Baik PGN, Ditjen Pajak, dan MA sama-sama merujuk pada Pasal 4 ayat (2) UU PPN beserta penjelasannya. Ketentuan tersebut menyatakan bahwa jenis barang yang tidak dikenai PPN adalah barang tertentu termasuk barang hasil pertambangan atau hasil pengeboran yang diambil langsung dari sumbernya.

“Nah, frase yang diambil langsung dari sumbernya ini telah menimbulkan multitafsir,” tegas Prianto.

Berdasarkan uraian penjelasan pasal tersebut, ada dua titik multitafsir, yaitu: frase termasuk gas bumi seperti elpiji dan frase yang siap dikonsumsi langsung oleh masyarakat.

PGN lanjut Prianto, juga berpegang pada surat konfirmasi dari Kantor Pelayanan Pajak Badan Usaha Milik Negara (KPP BUMN) pada 19 Agustus 2009.

Dalam surat tersebut, seperti termuat dalam laporan keuangan PGAS tahun 2017, KPP BUMN mengkonfirmasi kepada PGN bahwa gas bumi merupakan salah satu jenis barang hasil pertambangan atau hasil pengeboran yang diambil langsung dari sumbernya yang masuk dalam kelompok yang tidak dikenakan PPN.

"Sementara teman-teman di Ditjen Pajak bilang yang tidak kena PPN itu, misalnya Ketika PGN beli dari PHE (Pertamina Hulu Energi). Tapi barang yang sudah ada di PGN dan di trader itu barang yang kena pajak," ucapnya.

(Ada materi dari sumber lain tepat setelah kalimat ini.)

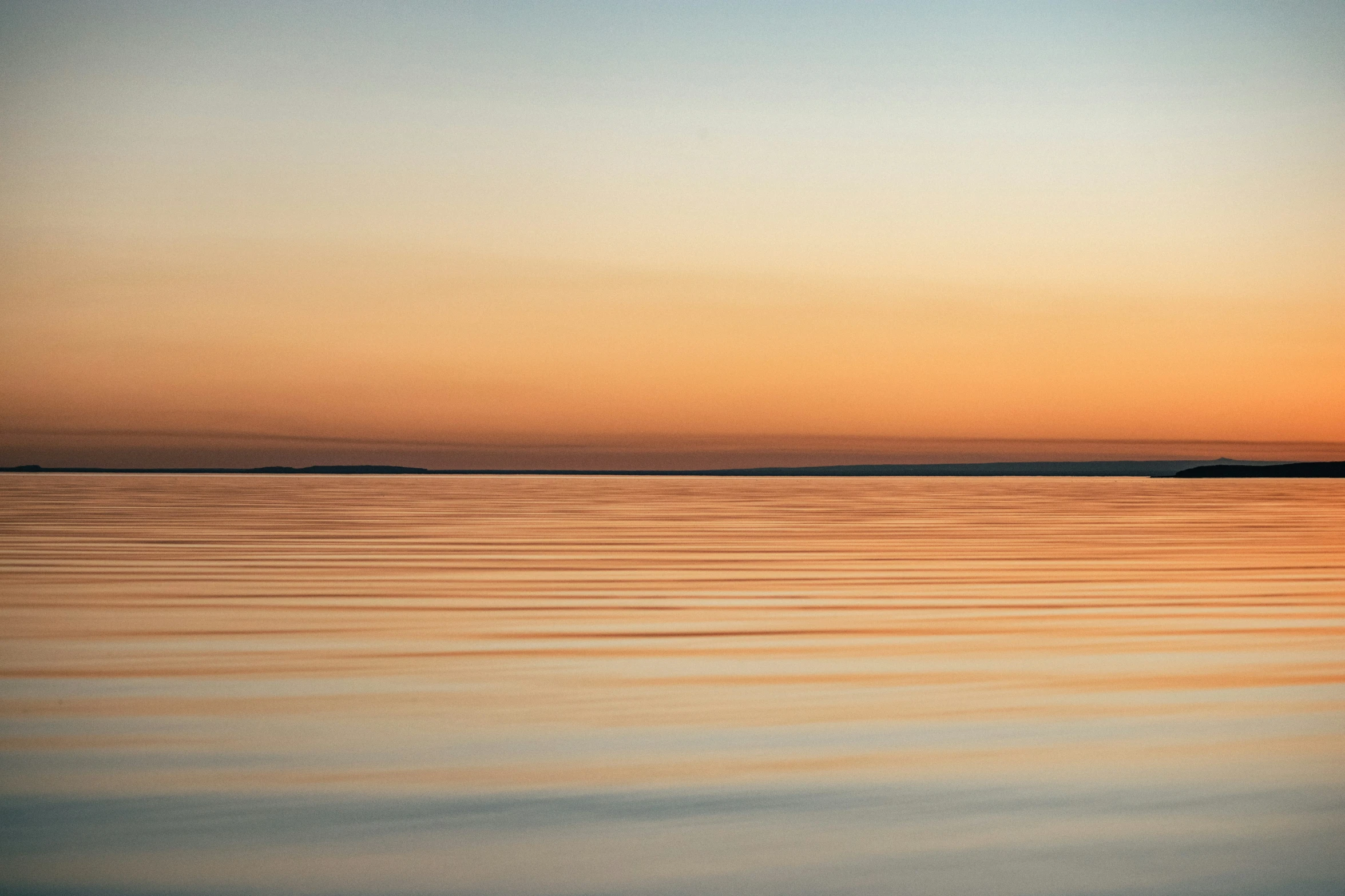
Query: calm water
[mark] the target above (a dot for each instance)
(672, 686)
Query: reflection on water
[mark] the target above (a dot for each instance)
(672, 686)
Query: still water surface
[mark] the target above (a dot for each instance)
(561, 686)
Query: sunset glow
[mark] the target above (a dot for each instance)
(619, 236)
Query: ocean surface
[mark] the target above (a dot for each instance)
(585, 686)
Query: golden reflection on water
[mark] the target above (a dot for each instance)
(707, 672)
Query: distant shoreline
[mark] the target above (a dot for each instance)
(1223, 468)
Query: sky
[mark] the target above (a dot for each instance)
(654, 234)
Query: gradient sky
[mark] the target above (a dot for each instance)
(595, 234)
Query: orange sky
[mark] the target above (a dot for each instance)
(1090, 245)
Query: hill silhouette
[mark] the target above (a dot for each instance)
(1323, 469)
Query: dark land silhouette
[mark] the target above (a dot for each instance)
(999, 468)
(1321, 469)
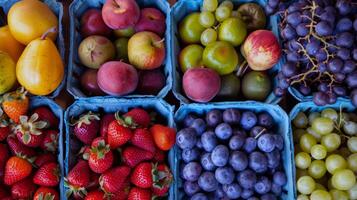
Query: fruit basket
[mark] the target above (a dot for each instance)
(111, 105)
(57, 8)
(76, 10)
(183, 8)
(278, 115)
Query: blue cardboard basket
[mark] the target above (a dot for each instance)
(57, 8)
(112, 105)
(184, 7)
(58, 112)
(283, 128)
(343, 104)
(76, 10)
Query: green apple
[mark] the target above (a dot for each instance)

Adapun, terkait permohonan PK yang diajukan Ditjen Pajak ke MA menurut Prianto terdapat risiko yang muncul selama proses peradilan.

"Sementara di level MA, bisa jadi hakimnya tidak punya pengetahuan yang cukup soal pajak. Tapi saya tidak tahu persis kondisinya bagaimana karena persidangannya juga berlangsung tertutup," pungkas Prianto.